Но я знал, что я не смогу никого сохранить в живых, никогда; ни тех людей в опере, потому что между ними определенно будет сидеть та тень, которую мы с Фрэнком видели в машине между Эрнстом и Арбайтером, — эта животная тень смерти, этот механический медведь, химическая голова собаки, электрический заряд печали. И что бы там ни говорил Троцкий, он мертв; мать, Эгг и Айова Боб тоже мертвы, несмотря на все то, что они говорили, независимо от того, что они для нас значили. Я вышел на Грабен, чувствуя себя все больше и больше похожим на Фрэнка; надо мной смыкалась пучина нигилизма, я переставал владеть собой. Это очень плохо, когда тяжелоатлет чувствует, что он перестает владеть собой.

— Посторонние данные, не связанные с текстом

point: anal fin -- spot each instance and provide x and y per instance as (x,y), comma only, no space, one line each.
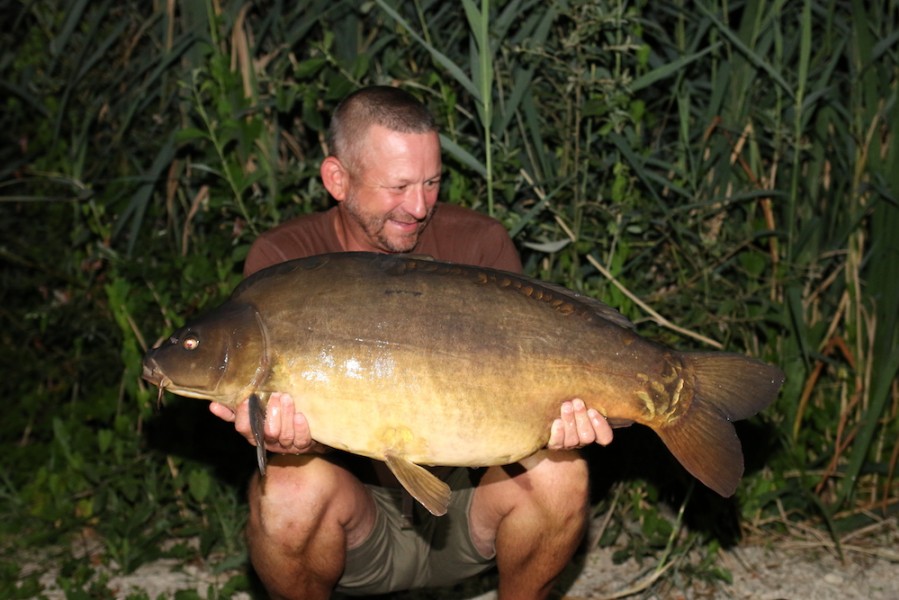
(423,485)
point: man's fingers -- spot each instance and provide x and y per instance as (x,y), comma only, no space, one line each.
(583,426)
(601,427)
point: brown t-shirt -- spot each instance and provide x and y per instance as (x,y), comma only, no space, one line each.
(454,234)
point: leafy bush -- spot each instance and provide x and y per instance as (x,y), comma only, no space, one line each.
(724,174)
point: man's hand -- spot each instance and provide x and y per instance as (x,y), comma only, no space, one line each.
(578,427)
(286,431)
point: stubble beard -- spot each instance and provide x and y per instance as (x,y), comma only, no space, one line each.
(374,226)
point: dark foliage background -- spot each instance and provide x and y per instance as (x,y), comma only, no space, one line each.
(724,173)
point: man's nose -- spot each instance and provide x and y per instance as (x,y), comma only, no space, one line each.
(417,202)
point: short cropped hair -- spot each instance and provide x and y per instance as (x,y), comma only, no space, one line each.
(389,107)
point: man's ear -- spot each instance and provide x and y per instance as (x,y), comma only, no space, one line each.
(334,177)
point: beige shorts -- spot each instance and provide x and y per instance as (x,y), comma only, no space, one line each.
(436,551)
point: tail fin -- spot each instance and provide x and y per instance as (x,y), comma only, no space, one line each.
(726,387)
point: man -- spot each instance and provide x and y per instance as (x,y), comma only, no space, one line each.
(321,520)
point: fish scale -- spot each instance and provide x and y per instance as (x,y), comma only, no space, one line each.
(420,362)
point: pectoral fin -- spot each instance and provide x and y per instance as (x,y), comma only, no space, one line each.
(257,426)
(420,483)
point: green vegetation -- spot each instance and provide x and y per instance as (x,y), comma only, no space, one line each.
(724,173)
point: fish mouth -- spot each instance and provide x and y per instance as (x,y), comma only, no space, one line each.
(152,373)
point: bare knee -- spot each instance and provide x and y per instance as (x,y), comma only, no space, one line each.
(559,483)
(301,494)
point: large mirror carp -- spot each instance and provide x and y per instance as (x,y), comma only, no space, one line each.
(418,362)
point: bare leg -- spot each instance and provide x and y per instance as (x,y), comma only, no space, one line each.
(534,518)
(304,515)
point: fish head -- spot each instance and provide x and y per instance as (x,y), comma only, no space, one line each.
(221,356)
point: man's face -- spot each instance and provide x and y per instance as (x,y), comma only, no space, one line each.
(391,194)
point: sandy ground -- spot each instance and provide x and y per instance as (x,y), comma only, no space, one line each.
(781,569)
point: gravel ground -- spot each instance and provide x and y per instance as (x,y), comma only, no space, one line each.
(794,568)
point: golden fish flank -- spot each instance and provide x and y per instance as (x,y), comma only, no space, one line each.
(419,362)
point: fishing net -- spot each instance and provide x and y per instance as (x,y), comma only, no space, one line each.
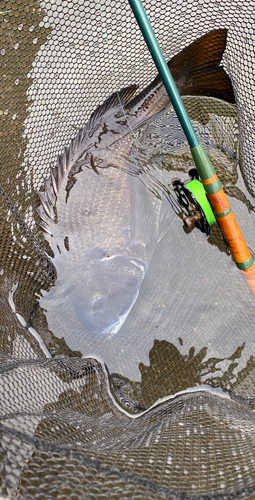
(165,407)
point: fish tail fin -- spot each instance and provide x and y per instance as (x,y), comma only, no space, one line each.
(197,71)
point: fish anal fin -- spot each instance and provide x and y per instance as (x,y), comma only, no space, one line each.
(196,69)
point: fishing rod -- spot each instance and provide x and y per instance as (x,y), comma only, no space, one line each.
(212,185)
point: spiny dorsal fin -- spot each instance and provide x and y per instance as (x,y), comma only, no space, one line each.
(71,154)
(196,69)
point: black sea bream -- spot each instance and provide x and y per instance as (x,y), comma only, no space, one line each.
(106,204)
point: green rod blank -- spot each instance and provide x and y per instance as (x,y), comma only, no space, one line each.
(164,71)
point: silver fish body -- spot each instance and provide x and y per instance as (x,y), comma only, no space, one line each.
(106,204)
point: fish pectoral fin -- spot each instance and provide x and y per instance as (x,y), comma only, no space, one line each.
(196,69)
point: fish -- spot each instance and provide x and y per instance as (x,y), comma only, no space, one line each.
(106,204)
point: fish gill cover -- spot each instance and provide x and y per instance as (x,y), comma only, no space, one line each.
(87,422)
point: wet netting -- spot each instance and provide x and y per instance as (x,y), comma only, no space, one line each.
(159,403)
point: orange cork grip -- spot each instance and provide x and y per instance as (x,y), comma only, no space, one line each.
(230,227)
(249,276)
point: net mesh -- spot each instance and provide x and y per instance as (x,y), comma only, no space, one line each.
(71,426)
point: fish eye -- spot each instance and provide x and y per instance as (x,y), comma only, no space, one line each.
(97,304)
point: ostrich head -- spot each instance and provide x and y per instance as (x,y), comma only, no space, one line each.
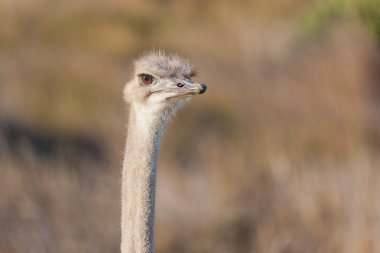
(162,83)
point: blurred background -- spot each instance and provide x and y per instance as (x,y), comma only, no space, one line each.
(280,155)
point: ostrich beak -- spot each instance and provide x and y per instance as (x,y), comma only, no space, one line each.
(203,88)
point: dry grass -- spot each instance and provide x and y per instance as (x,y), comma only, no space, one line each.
(280,155)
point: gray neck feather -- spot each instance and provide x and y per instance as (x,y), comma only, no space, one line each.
(145,130)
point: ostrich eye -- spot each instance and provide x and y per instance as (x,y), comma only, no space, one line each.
(146,79)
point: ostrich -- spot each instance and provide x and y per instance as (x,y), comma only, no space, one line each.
(160,86)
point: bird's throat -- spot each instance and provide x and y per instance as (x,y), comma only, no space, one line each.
(139,181)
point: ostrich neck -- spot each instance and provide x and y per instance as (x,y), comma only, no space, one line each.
(139,180)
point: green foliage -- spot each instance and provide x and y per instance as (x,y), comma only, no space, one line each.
(323,14)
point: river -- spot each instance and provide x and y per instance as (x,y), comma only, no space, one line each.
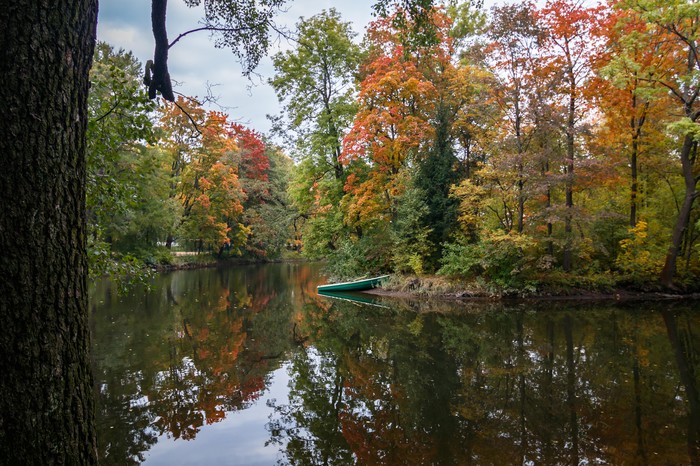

Первая проститутка, которая попалась мне навстречу, была не нашей, но я видел ее прежде, в кафе «Моватт».

— Guten Abend, —

сказала она мне.

— Иди ты на хер, — ответил я ей.

— Сам туда иди, — сказала она мне; для этого она достаточно хорошо знала английский, и я почувствовал к себе отвращение.

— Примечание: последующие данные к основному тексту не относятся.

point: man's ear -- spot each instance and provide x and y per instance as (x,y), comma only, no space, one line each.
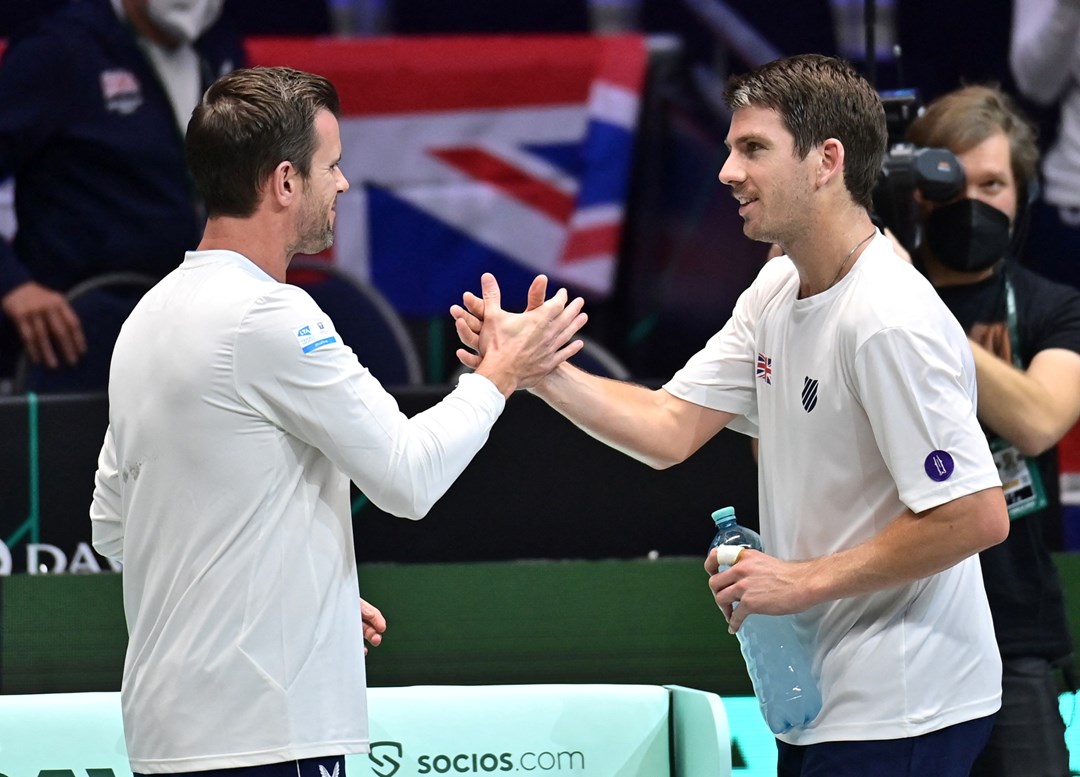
(283,183)
(832,161)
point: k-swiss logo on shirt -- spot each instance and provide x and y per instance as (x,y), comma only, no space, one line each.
(121,91)
(809,393)
(764,371)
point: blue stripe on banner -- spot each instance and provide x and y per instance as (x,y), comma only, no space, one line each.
(564,156)
(607,152)
(319,344)
(423,265)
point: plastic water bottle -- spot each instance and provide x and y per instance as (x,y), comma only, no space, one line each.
(778,662)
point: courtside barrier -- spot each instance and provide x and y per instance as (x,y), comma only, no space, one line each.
(586,731)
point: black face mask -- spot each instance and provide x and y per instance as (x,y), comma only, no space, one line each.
(968,236)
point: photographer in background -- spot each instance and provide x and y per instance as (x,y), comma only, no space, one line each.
(1025,335)
(94,99)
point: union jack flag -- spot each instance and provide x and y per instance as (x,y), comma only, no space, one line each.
(765,367)
(468,155)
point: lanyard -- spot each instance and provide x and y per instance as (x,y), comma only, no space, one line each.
(1011,320)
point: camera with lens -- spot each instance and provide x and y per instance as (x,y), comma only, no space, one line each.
(933,172)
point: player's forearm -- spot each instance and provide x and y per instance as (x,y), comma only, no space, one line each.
(650,426)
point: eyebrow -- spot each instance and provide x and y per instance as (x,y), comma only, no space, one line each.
(746,138)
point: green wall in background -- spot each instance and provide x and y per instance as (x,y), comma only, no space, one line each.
(551,621)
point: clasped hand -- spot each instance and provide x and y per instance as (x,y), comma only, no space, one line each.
(517,350)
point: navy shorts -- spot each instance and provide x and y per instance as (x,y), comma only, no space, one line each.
(948,752)
(323,766)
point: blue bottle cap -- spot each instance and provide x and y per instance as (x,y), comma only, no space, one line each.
(725,513)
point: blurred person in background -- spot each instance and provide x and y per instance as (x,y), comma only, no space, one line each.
(94,98)
(1044,61)
(1025,337)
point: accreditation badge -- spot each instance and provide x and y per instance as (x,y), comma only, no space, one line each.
(1020,479)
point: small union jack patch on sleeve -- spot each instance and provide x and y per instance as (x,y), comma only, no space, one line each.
(764,367)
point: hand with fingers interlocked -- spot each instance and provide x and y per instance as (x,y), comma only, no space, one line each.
(517,350)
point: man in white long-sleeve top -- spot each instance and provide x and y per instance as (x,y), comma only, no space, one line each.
(237,420)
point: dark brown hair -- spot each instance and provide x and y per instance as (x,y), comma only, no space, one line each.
(245,125)
(819,97)
(962,119)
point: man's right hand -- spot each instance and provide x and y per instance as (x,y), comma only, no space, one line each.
(45,323)
(516,350)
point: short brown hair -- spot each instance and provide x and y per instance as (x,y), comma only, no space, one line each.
(246,124)
(819,97)
(962,119)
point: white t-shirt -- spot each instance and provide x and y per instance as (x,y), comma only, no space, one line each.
(238,418)
(864,400)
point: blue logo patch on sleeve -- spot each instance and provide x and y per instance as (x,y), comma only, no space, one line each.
(939,466)
(315,335)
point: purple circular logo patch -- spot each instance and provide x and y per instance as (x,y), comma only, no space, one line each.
(939,466)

Я снова начал использовать непристойные выражения. Я нарушил обещание, данное матери. Это был первый и последний раз, когда я его нарушил. Мне было двадцать два года — и я расплакался. Я свернул на Шпигельгассе. Там тоже стояли проститутки, но это опять-таки были не наши проститутки, поэтому я не стал ничего предпринимать. Когда они говорили «Guten Abend», я тоже говорил «Guten Abend». Я не отвечал на другие слова, которые они посылали мне вслед. Пересекая Новый Рынок, я чувствовал пустоты в телах Габсбургов, лежащих в могилах. Меня окликнула еще одна проститутка.

— Эй, не плачь, — крикнула она мне. — Такой большой сильный мальчик, как ты, не должен плакать.

Но я надеялся, что плачу не только о себе, а обо всех сразу. О Фрейде, выкрикивающем на Юденплац имена людей, которые ему не отвечают; об отце, который ничего не видит. О Фрэнни, потому что я любил ее и хотел, чтобы она была верна мне так, как она доказала, что может быть верной Сюзи. О Сюзи, потому что Фрэнни показала мне, что та вовсе не уродлива. В сущности, Фрэнни почти убедила в этом и саму Сюзи. О Младшем Джонсе, который страдал из-за своей первой травмы коленки, заставившей его уйти из «Кливленд браунс». О старательной Лилли, о Фрэнке, который так отдалился от нас (чтобы быть ближе к жизни, сказал он). О Черной Инге, которой исполнилось восемнадцать и которая сказала, что она «уже достаточно выросла», хотя Визгунья Анни уверяла, что еще нет, и которая уже этой осенью сбежит с мужчиной. Он будет таким же черным, как ее отец, и увезет ее в один из городов Германии, где стоит военная база; мне говорили, что позже она стала там проституткой. И Визгунья Анни начнет визжать несколько другую песню. Обо всех них! О моей роковой Фельгебурт, даже об обманчивой Швангер, о Старине Биллиг-проститутке и Старине Биллиге-радикале; они были оптимистами; они были фарфоровыми медведями. О каждом, кроме Эрнста, кроме Арбайтера, кроме этого Гаечного Ключа, кроме Чиппера Доува, — их я ненавидел.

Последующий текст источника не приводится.